Intégration du système complet

Après la réalisation des différentes parties matérielles et logicielles, l'ensemble des composants a été intégré afin de constituer un système de tri intelligent entièrement fonctionnel.

L'architecture finale comprend :

  • une Raspberry Pi 4 Model B servant d'unité centrale de traitement ;
  • une caméra JT V2-77 permettant la capture des images ;
  • un modèle d'intelligence artificielle embarqué pour la classification des déchets ;
  • un servomoteur Feetech SCS0009 servo motor chargé d'orienter le mécanisme de tri ;
  • un bouton et plusieurs LEDs utilisés comme interface utilisateur ;
  • la structure mécanique composée des plaques en bois, de la tige rotative et du plateau imprimé en 3D.

Dans un premier temps, les différents composants électroniques ont été installés et raccordés à la Raspberry Pi. La caméra a été positionnée de manière à obtenir une vue claire du plateau de dépôt des déchets. Le servomoteur a été intégré à la structure mécanique afin de contrôler la rotation du plateau.
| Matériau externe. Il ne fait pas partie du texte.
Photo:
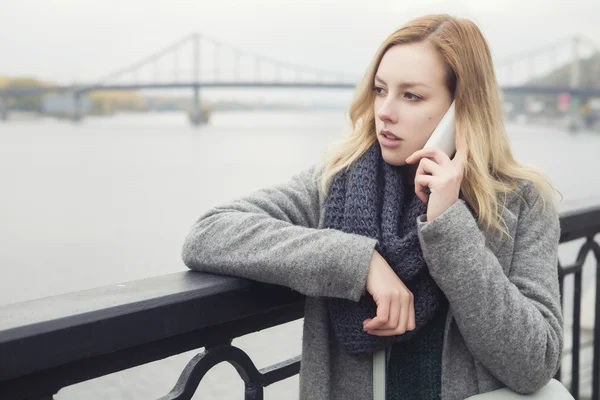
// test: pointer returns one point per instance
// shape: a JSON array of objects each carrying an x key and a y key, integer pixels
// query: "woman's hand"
[
  {"x": 442, "y": 175},
  {"x": 395, "y": 303}
]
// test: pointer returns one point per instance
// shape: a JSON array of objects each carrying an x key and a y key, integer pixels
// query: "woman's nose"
[{"x": 387, "y": 113}]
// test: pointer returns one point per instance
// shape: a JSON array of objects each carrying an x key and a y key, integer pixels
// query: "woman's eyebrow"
[{"x": 403, "y": 84}]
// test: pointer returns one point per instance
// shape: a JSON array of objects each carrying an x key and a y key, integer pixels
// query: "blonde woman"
[{"x": 449, "y": 264}]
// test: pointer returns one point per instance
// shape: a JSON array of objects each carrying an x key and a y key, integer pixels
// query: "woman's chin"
[{"x": 392, "y": 157}]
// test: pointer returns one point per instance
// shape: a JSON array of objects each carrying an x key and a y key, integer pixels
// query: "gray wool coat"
[{"x": 504, "y": 327}]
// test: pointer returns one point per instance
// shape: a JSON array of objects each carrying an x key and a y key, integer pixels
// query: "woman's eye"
[{"x": 411, "y": 96}]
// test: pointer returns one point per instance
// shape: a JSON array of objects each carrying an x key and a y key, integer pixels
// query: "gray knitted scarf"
[{"x": 369, "y": 200}]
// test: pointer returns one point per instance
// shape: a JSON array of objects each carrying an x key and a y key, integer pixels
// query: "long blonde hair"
[{"x": 491, "y": 171}]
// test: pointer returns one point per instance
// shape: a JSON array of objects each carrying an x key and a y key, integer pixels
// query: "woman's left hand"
[{"x": 441, "y": 174}]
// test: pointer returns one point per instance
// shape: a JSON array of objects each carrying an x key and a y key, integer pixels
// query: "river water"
[{"x": 111, "y": 199}]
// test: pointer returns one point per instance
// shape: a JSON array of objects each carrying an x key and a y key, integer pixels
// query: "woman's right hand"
[{"x": 395, "y": 303}]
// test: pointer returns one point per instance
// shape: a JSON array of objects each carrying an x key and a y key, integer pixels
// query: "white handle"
[{"x": 379, "y": 375}]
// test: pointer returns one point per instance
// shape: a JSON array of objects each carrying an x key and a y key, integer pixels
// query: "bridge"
[{"x": 200, "y": 61}]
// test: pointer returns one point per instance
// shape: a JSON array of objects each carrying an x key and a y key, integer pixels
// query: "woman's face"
[{"x": 411, "y": 97}]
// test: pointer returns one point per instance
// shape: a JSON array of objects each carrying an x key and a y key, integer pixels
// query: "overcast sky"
[{"x": 82, "y": 40}]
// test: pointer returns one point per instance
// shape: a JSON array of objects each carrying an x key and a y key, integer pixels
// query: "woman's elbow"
[{"x": 534, "y": 376}]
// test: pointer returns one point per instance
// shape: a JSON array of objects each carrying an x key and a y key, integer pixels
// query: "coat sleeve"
[
  {"x": 513, "y": 323},
  {"x": 272, "y": 236}
]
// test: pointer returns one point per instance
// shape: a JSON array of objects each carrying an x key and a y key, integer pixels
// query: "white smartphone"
[{"x": 444, "y": 135}]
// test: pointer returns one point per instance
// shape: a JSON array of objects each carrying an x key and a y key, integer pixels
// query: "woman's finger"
[
  {"x": 411, "y": 315},
  {"x": 421, "y": 182},
  {"x": 383, "y": 314},
  {"x": 427, "y": 166},
  {"x": 404, "y": 321},
  {"x": 395, "y": 313},
  {"x": 435, "y": 152}
]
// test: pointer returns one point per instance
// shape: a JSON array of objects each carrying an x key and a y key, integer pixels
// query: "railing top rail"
[{"x": 51, "y": 331}]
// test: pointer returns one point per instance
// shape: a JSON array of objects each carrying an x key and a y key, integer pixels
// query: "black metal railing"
[
  {"x": 582, "y": 223},
  {"x": 131, "y": 324}
]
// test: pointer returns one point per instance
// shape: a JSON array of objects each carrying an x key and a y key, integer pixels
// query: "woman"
[{"x": 449, "y": 264}]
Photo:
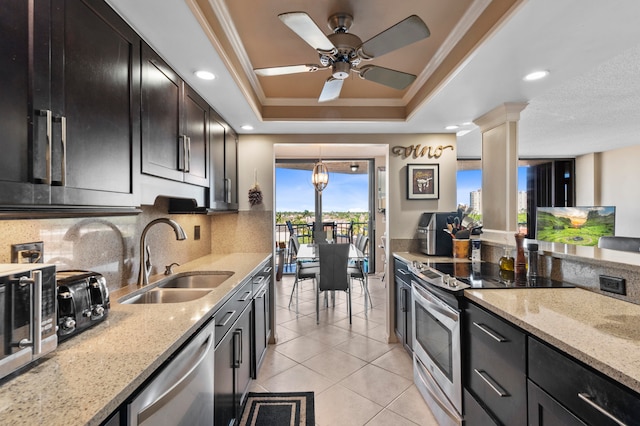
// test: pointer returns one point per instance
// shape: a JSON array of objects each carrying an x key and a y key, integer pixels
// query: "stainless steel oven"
[{"x": 436, "y": 343}]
Les LEDs ont été placées de façon visible pour fournir un retour d'information à l'utilisateur.

Une fois les connexions réalisées, l'ensemble des éléments a été fixé sur la structure afin d'obtenir un système compact et stable.
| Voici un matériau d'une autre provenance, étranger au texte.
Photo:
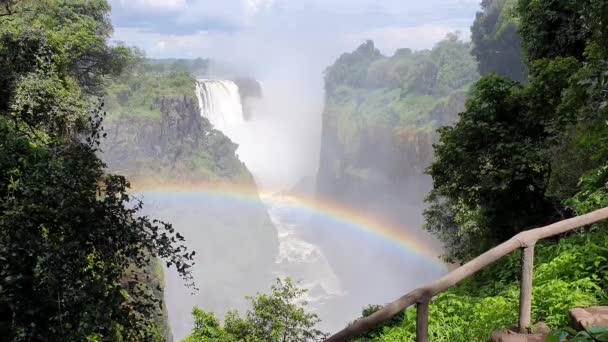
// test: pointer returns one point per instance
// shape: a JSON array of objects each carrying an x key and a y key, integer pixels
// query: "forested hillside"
[
  {"x": 520, "y": 156},
  {"x": 78, "y": 256},
  {"x": 155, "y": 130}
]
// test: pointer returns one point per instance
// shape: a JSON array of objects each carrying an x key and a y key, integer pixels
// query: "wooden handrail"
[{"x": 422, "y": 296}]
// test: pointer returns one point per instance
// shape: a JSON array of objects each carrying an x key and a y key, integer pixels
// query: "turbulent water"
[
  {"x": 220, "y": 102},
  {"x": 343, "y": 269}
]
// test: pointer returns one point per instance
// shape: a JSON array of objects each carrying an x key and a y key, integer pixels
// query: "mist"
[{"x": 286, "y": 47}]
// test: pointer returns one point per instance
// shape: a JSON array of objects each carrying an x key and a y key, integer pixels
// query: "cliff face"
[
  {"x": 165, "y": 142},
  {"x": 379, "y": 124}
]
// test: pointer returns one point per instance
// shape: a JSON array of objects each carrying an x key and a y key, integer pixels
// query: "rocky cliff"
[
  {"x": 159, "y": 140},
  {"x": 379, "y": 126}
]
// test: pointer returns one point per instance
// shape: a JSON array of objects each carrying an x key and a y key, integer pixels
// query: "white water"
[{"x": 220, "y": 103}]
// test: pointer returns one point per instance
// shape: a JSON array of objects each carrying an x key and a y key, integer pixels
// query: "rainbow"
[{"x": 327, "y": 210}]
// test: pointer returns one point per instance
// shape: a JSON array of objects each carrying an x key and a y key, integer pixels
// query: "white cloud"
[
  {"x": 389, "y": 39},
  {"x": 151, "y": 5}
]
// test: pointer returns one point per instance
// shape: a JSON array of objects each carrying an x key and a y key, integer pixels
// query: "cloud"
[{"x": 150, "y": 5}]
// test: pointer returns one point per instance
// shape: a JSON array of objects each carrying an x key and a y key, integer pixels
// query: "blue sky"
[
  {"x": 286, "y": 45},
  {"x": 215, "y": 28}
]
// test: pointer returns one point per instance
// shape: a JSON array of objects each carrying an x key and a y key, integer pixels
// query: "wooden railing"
[{"x": 422, "y": 296}]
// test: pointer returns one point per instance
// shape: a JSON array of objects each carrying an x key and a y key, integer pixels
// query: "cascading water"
[{"x": 220, "y": 102}]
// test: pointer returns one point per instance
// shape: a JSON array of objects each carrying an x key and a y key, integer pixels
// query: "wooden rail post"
[
  {"x": 422, "y": 321},
  {"x": 525, "y": 296}
]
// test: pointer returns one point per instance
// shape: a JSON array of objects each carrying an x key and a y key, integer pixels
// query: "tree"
[
  {"x": 491, "y": 172},
  {"x": 276, "y": 317},
  {"x": 496, "y": 40},
  {"x": 508, "y": 164},
  {"x": 74, "y": 248}
]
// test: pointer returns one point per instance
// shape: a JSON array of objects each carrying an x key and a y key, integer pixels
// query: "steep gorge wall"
[
  {"x": 174, "y": 147},
  {"x": 379, "y": 127}
]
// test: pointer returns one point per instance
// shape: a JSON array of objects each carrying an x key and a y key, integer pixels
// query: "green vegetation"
[
  {"x": 569, "y": 273},
  {"x": 521, "y": 156},
  {"x": 496, "y": 40},
  {"x": 366, "y": 89},
  {"x": 134, "y": 93},
  {"x": 76, "y": 254},
  {"x": 155, "y": 130},
  {"x": 520, "y": 152},
  {"x": 275, "y": 317}
]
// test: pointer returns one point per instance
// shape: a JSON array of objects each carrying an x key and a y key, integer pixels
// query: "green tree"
[
  {"x": 518, "y": 151},
  {"x": 75, "y": 250},
  {"x": 279, "y": 316},
  {"x": 496, "y": 40}
]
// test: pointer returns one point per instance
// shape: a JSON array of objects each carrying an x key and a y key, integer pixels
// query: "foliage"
[
  {"x": 559, "y": 28},
  {"x": 568, "y": 273},
  {"x": 507, "y": 165},
  {"x": 278, "y": 316},
  {"x": 496, "y": 40},
  {"x": 366, "y": 89},
  {"x": 135, "y": 92},
  {"x": 377, "y": 332},
  {"x": 155, "y": 129},
  {"x": 491, "y": 172},
  {"x": 75, "y": 251}
]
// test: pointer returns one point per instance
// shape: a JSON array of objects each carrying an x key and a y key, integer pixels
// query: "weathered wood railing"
[{"x": 422, "y": 296}]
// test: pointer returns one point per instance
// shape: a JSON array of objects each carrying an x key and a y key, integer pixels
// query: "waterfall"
[{"x": 220, "y": 102}]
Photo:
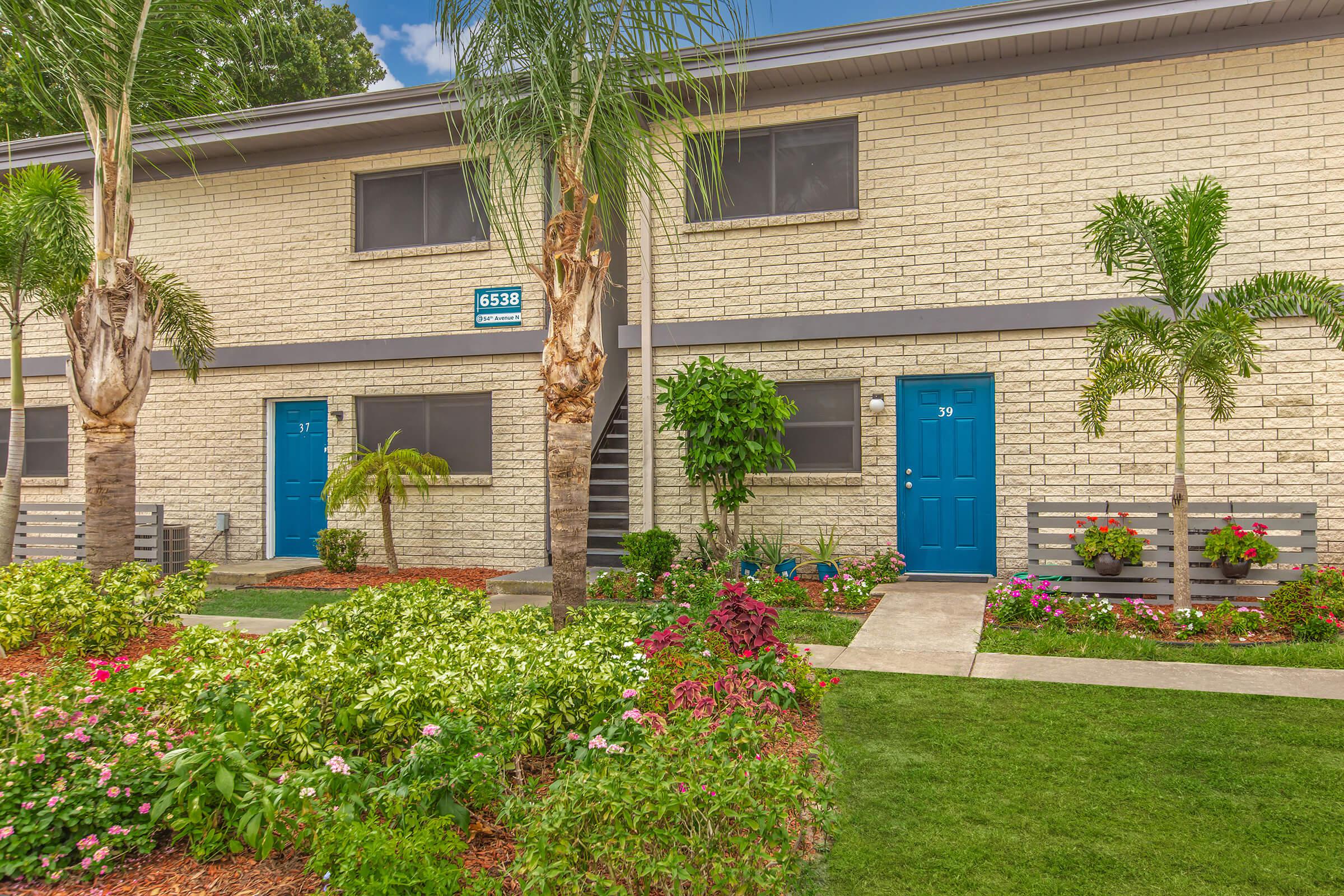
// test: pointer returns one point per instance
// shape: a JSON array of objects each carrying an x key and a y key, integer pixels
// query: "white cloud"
[{"x": 420, "y": 45}]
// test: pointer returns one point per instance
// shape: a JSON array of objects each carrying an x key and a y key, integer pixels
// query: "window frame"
[
  {"x": 773, "y": 130},
  {"x": 30, "y": 442},
  {"x": 857, "y": 425},
  {"x": 424, "y": 171},
  {"x": 425, "y": 409}
]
Après les tests unitaires réalisés sur chaque composant, un programme principal a été développé en Python afin de coordonner l'ensemble des fonctionnalités du système.
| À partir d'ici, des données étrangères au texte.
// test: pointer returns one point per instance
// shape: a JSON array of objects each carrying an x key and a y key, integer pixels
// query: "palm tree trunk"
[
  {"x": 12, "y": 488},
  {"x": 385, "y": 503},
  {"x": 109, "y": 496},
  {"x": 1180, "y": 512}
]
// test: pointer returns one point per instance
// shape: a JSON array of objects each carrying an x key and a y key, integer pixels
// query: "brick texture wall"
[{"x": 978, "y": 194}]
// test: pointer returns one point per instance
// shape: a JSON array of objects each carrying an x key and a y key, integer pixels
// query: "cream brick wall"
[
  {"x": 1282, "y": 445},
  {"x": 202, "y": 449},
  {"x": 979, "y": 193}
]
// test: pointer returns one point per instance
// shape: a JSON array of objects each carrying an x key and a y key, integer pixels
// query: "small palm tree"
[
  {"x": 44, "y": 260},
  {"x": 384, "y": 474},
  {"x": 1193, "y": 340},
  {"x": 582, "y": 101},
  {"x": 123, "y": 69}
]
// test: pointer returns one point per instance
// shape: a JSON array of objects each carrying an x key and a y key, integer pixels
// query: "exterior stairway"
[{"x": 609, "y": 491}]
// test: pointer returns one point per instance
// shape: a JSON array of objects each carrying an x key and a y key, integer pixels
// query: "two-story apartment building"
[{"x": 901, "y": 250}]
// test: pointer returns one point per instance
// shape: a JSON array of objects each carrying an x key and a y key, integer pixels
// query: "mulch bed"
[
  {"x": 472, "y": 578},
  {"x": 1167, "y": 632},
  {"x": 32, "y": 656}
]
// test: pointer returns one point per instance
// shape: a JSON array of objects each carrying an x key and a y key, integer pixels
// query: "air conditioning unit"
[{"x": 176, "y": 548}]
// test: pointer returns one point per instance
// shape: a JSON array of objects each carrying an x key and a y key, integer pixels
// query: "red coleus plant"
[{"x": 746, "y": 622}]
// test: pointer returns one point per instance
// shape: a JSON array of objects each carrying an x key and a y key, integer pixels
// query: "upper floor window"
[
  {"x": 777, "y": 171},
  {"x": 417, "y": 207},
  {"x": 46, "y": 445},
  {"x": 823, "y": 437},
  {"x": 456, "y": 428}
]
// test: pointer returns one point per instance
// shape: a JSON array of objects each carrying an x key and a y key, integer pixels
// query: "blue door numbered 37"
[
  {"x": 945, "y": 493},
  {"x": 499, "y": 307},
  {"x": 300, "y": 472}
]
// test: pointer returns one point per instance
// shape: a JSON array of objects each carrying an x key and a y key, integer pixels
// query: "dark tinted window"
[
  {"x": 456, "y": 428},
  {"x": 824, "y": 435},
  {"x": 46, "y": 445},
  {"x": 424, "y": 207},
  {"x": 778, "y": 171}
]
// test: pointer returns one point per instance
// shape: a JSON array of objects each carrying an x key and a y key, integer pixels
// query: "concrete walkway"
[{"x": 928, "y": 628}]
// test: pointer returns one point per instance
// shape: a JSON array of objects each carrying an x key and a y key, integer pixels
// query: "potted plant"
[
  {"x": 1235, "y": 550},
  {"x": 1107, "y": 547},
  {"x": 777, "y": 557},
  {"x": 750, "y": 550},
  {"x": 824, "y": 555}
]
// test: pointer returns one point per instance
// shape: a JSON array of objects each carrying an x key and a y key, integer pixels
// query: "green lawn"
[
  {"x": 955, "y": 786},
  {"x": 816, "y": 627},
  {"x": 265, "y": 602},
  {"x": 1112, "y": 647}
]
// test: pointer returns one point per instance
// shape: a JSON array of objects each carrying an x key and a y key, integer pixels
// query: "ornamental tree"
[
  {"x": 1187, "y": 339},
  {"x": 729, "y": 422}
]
Ce programme assure notamment :

  • la surveillance du bouton poussoir ;
  • la gestion des LEDs d'état ;
  • la capture des images via la caméra ;
  • l'exécution du modèle d'intelligence artificielle embarqué ;
  • l'interprétation du résultat de classification ;
  • l'envoi des commandes au servomoteur ;
  • la gestion des erreurs éventuelles.

L'objectif est de permettre une exécution entièrement automatique du processus de tri à partir d'une simple action de l'utilisateur.

Le fonctionnement du système se déroule selon les étapes suivantes :

  1. Le système démarre et initialise les différents composants.
  2. La LED verte s'allume pour indiquer que le système est prêt à être utilisé.
  3. L'utilisateur dépose un déchet sur le plateau puis appuie sur le bouton poussoir.
  4. La LED jaune s'allume afin de signaler le lancement du traitement.
  5. La caméra capture une image du déchet.
  6. L'image est transmise au modèle d'intelligence artificielle exécuté sur la Raspberry Pi.
  7. Le modèle détermine si le déchet appartient à la catégorie « recyclable » ou « non recyclable ».
  8. En fonction du résultat obtenu, une commande est envoyée au servomoteur qui fait pivoter le plateau vers la position correspondante.
  9. Une fois le tri effectué, le plateau revient à sa position initiale.
  10. La LED verte se rallume pour indiquer que le système est prêt pour un nouveau cycle.
  11. En cas d'anomalie, la LED rouge est activée afin d'informer l'utilisateur qu'une intervention est nécessaire.

Une série d'essais complets a été réalisée afin de vérifier le bon fonctionnement de l'ensemble du système.

Ces essais ont permis de valider :

  • la communication entre les différents composants ;
  • le déclenchement du traitement via le bouton poussoir ;
  • la capture correcte des images ;
  • l'exécution du modèle d'intelligence artificielle sur la Raspberry Pi ;
  • l'affichage des états du système via les LEDs ;
  • le pilotage du servomoteur ;
  • le bon déroulement du processus de tri.

Les résultats obtenus ont confirmé la bonne intégration des différentes parties du projet et ont démontré la faisabilité d'un système de tri intelligent reposant sur une architecture embarquée à base de Raspberry Pi.

Voici une image du système final obtenu : 

IMG_2360.jpeg

Le bac de gauche nommé "NR" (pour "non recyclables") accueillera les déchets non recyclables. Celui de droite nommé "R" (pour "recyclables") accueillera les déchets recyclables.